I was reading this paper presented at RBA’s conference on 50 years of monetary policy. The paper is written by 2 RBA economists – Adam Cagliarni & Chrstopher Kent and RBA governor- Glenn Stevens. (You sometimes come across Presidents, Governors of Central Banks writing/co-writing research papers. It is amazing that they manage to contribute to research despite busy schedules)
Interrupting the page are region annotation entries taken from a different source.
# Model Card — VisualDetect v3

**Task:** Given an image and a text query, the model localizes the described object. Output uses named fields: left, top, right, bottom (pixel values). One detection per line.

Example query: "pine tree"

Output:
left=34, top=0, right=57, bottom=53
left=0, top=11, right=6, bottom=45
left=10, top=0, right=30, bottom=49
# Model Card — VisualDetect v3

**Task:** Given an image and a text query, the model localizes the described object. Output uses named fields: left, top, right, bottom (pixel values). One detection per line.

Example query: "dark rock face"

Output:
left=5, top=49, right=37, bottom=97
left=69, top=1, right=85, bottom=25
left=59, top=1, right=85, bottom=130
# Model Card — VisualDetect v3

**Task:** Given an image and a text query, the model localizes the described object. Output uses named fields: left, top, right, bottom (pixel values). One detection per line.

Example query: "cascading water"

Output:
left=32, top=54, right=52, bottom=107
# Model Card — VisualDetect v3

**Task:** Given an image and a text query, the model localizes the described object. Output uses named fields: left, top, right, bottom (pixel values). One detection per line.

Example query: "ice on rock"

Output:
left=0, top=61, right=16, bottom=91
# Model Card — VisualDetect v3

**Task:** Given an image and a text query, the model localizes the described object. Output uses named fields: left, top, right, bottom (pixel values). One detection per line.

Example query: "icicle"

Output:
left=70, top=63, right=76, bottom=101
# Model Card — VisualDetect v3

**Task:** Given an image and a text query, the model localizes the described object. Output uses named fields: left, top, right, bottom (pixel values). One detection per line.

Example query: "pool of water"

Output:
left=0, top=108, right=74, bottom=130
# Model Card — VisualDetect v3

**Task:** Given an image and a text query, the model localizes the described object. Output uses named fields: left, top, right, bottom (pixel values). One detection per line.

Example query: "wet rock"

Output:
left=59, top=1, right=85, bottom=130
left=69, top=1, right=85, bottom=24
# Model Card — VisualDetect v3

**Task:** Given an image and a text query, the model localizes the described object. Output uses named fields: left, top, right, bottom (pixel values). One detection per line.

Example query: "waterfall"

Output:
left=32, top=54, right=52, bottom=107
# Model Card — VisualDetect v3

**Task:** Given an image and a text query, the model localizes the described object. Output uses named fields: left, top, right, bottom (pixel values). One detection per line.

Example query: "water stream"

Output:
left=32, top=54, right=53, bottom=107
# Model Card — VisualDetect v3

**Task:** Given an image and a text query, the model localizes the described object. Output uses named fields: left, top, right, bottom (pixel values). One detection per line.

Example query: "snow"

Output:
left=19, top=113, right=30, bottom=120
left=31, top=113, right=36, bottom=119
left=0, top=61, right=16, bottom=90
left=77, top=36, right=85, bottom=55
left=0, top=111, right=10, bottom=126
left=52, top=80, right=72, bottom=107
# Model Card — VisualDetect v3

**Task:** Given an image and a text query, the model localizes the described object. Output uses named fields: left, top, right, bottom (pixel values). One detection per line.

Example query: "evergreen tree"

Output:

This paper is another excellent review of how monetary policy/central banks have evolved over the past 50 years. The authors divide the 50 year period into 5 sub-periods:
- Rise of Monetarism (The 1960s and 1970s): By end of 1960s, Bretton Woods was under severe pressure. Under B-woods, as all countries had pegged their exchange rate to USD, the monetary policy function was given to Fed. But inflation rose in US and political pressures further bought B-woods down. Fiscal policy was seen as supreme though with rising inflation, discussions on mon pol and c-banks role started gaining. As inflation rose Friedman and monetarism became powerful. The role of expectations in inflation by Phelps, Lucas also became powerful stuff.
- Supply side measures (1970s onwards): inflation was supposed to be a demand phenomenon driven by increase in money supply till now. Because of oil shocks, inflation was shown to be affected by supply side as well.
- Rules vs Discretion debate (1970s and 1980s): Central Banks started searching for a proper framework for monetary policy. This was because of time consistency issues with central banks. The monetary targets also became difficult to pursue because of financial innovation and deregulation of financial markets. “We did not abandon M1, M1 abandoned us” became famous dictum. The search began for new monetary framework. Taylor rule became famous for its suggestion to run monetary policy like a rule. The countries were divided. US managed to lower inflation in Volcker’s time and did not follow any target but discretion. Euroarea favored rules for historic reasons of hyperinflation and success of Bundesbank in managing inflation following monetary targeting. They preferred a monetary union and then eventually led to ECB. Latin American and Asian economies had targeted exchange rates.
the question for small open economies was more complex as they did not have any anchors. This search led to development of inflation targeting in New Zealand followed by Canada, UK, Australia, Sweden, Norway etc. Very interesting indeed.
- Principles of Institutional design (the 90s): Central Bank independence, accountability and transparency came up
- Financial Stability is difficult to maintain (1980s, 1990s and 2000s): Financial stability kept being a problem all through out once B-woods collapsed. An era when financial globalization picked up. . The thought that it was an emerging market phenomenon was questioned when developed economies like Norway, Sweden, US – 2001 were impacted. This crisis has affected developed economies much more than developing ones. Cebtral banks realized the issues and started releasing financial stability reports but were not enough. The authors revisit the old debate of whether c-banks should intervene to prevent asset bubbles. Interestingly, they say we cannot ignore it anymore.
The challenges ahead: Two. First, how monetary policy works should address financial imbalances? Second, how would coordination between mon pol and fiscal pllicy fare out going forward…
A very good overview on developments in monetary policy. Interesting throughout. To put all in just 40 pages. A very comprehensive list of references as well.